En 2021, un glissement de la pandémie vers l’est de l’Europe
Si l’on considère les pertes d’espérance de vie estimées en 2021, on s’aperçoit que les plus importantes se retrouvent majoritairement dans l’est de l’Europe. À ce titre, les valeurs maximales sont observées en Slovaquie, dans les régions de Kosice (4 ans) et Presov (3,7 ans). Plus largement, parmi les régions où les pertes d’espérance de vie sont supérieures à 2 ans, on retrouve 61 des 73 régions polonaises, 12 des 14 régions tchèques, les 8 régions hongroises, 7 des 8 régions slovaques, mais seulement 1 région italienne et 1 espagnole, alors que ces deux pays avaient été fortement impactés en 2020.
Par ailleurs, les pertes d’espérance de vie ont été bien plus importantes en Allemagne en 2021 qu’en 2020, notamment dans l’est du pays où les valeurs dépassent souvent 1 an et 6 mois. Dans les régions de Sud-Saxonie, Halle et Lusatia, elles sont même très proches de 2 années. À l’inverse, les valeurs les plus faibles sont observées en Espagne ainsi qu’en Scandinavie.
En ce qui concerne la France, les pertes d’espérance de vie sont plus homogènes qu’en 2020, généralement comprises entre 0 et 1 an et demi. Néanmoins, la Seine-Saint-Denis est encore le département le plus touché : elle y atteint 1 an et 8 mois (2 ans pour les hommes). À noter que, comme en 2020, la côte atlantique semble avoir été épargnée par la pandémie.

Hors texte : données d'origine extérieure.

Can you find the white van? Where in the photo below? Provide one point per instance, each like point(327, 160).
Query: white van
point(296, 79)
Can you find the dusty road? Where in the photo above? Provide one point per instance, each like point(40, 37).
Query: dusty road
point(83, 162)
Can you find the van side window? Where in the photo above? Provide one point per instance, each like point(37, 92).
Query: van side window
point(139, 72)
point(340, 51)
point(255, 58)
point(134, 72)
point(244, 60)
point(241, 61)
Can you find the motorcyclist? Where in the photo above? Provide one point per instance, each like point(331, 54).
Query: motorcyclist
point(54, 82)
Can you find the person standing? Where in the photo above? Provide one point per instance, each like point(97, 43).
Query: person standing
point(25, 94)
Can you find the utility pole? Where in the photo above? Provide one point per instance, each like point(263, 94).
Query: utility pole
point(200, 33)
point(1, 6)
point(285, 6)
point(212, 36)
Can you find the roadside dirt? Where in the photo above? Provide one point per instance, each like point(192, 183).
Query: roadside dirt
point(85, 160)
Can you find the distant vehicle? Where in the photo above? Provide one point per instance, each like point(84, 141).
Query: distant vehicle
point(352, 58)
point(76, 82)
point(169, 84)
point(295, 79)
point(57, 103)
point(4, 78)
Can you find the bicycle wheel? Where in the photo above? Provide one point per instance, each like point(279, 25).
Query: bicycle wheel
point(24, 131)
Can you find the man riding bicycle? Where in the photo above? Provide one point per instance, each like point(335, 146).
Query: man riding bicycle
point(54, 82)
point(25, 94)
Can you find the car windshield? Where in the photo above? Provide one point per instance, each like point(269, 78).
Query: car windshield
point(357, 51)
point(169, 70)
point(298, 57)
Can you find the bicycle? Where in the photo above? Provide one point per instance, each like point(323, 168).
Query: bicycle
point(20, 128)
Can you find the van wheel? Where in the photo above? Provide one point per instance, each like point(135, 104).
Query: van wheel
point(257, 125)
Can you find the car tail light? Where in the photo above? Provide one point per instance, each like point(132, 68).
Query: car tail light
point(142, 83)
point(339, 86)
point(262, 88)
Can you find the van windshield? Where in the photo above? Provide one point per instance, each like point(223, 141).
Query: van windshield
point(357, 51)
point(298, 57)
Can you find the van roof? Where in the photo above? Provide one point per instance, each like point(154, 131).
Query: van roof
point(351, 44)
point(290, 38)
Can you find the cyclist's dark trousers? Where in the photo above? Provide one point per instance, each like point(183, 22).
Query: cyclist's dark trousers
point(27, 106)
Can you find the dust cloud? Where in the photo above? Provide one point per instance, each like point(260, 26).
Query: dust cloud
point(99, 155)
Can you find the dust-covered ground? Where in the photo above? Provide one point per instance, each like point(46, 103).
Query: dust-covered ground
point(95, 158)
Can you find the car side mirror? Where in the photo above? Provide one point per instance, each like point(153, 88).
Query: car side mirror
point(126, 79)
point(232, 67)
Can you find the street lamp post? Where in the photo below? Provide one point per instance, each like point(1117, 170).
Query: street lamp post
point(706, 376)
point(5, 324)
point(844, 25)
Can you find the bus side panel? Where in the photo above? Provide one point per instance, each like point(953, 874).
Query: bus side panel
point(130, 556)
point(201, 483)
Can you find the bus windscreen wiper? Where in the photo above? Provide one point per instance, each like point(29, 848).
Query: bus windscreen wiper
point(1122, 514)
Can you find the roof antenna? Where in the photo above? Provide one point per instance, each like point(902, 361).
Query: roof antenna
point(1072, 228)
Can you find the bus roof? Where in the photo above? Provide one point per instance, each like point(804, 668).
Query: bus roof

Quel bilan global pour ces deux années ?
Pour connaître le bilan global de 2020 et 2021 en matière de perte d’espérance de vie, nous avons employé un indicateur additionnant dans le temps les années de vie perdues du fait de la pandémie durant ces deux années. Celui-ci nous permet de classer les 569 régions européennes.
Cet indicateur révèle que les régions où les années de vie perdues en 2020 et 2021 sont les plus importantes sont celles de Pulawy, Bytom et Przemyski dans le sud-est de la Pologne, ainsi que celles de Kosice et Presov, dans l’est de la Slovaquie. Il est intéressant de souligner que parmi les 50 régions les plus touchées figurent majoritairement des régions d’Europe de l’Est : 36 régions polonaises, 6 régions slovaques, 2 tchèques, 1 hongroise ainsi que les deux régions lituaniennes. À noter également que les provinces italiennes de Cremona, Bergamo et Piacenza complètent ce panel entre la 15e et la 30e place. Dans le cas de la France, la Seine-Saint-Denis apparaît au 81e rang, le Val-d’Oise au 115e, l’Essonne au 130e. Toutes les autres régions françaises sont situées au-delà du 150e rang.
Au final, nos travaux ont mis en évidence le très fort impact de la pandémie dans certaines régions européennes. Dans certaines d’entre elles, la perte d’espérance de vie a dépassé les 3 années. Ils démontrent aussi qu’entre 2020 et 2021, la situation s’est modifiée, les pertes les plus importantes se sont déplacées des régions où l’espérance de vie est traditionnellement élevée (Italie du Nord, centre de l’Espagne, Île-de-France) vers les régions où elle est traditionnellement faible (est de l’Europe). Parmi les éléments qui ont été avancés pour expliquer ces évolutions, citons le plus faible pourcentage d’individus vaccinés, ainsi que le manque d’infrastructures de santé en Europe de l’Est.
La France, si l’on excepte la Seine-Saint-Denis, semble avoir été relativement épargnée quand on la compare au reste du continent. Les années futures nous diront si les niveaux d’espérance de vie ont pu rejoindre leur sentier de long terme, ou si la pandémie a eu un impact structurel dans certaines régions européennes.